Speaking as both a ML researcher and an applied ML business owner (one who hired...

stared · on July 16, 2018

Hi Radim!

To make it clear, I am not happy with the current state of reproducibility in AI. Yet, it is still better that in all disciplines I interacted with (quantum physics, mathematical psychology). There the standard prectice was to not include any code, even if the paper bases on it.

Vide my answer to "Why are papers without code but with results accepted?" (https://academia.stackexchange.com/questions/23237/why-are-p...).

So, I was so happy to see that in Deep Learninig a lot of code appears on GitHub (I am the most happy if it appears in different frameworks, implemented y different people).

Dirty code provides limited value. It's hard to learn from it, it's hard to re-use it, and its performance may depend on the phase of the Moon (and system setting, software versions, etc). Yet, IMHO, is much better than no code. It is not only about good faith, but about including all details. Some of them may seem unimportant (even to the author), yet crucial for the results.

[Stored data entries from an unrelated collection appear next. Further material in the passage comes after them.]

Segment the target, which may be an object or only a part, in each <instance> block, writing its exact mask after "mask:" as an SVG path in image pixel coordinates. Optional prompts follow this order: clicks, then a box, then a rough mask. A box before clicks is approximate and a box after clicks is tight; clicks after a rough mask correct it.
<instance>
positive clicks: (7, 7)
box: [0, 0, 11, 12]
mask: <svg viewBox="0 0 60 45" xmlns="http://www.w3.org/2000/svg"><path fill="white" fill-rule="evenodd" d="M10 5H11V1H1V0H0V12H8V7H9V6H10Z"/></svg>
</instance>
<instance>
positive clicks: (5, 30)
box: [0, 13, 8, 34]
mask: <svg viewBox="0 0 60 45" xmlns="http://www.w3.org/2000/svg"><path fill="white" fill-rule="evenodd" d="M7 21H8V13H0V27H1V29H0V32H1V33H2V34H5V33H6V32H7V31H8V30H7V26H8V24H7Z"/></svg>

The next level is resonably well written code, with clear environment setting (e.g. Dockerfile/requirements.txt), and the dataset. Otherwise it is hard to proof it against "on my environment it works":

> where the replication scores came out 62% instead of claimed 72%

jononor · on July 16, 2018

The cited example was attempted reproduced and found wanting. A plausible reason for this was discovered, and is accessible online. This in much better than no replication being performed at all. But yes, we need to continuously up the game. Adopting a standard that ensures model stability would be a good next target, and not accepting papers that don't uphold it.

I'd also like to see open-source runnable code the default for paper acceptance, with some sort of 'punishment' for not having it. Maybe even make it prerequisite of empirical papers.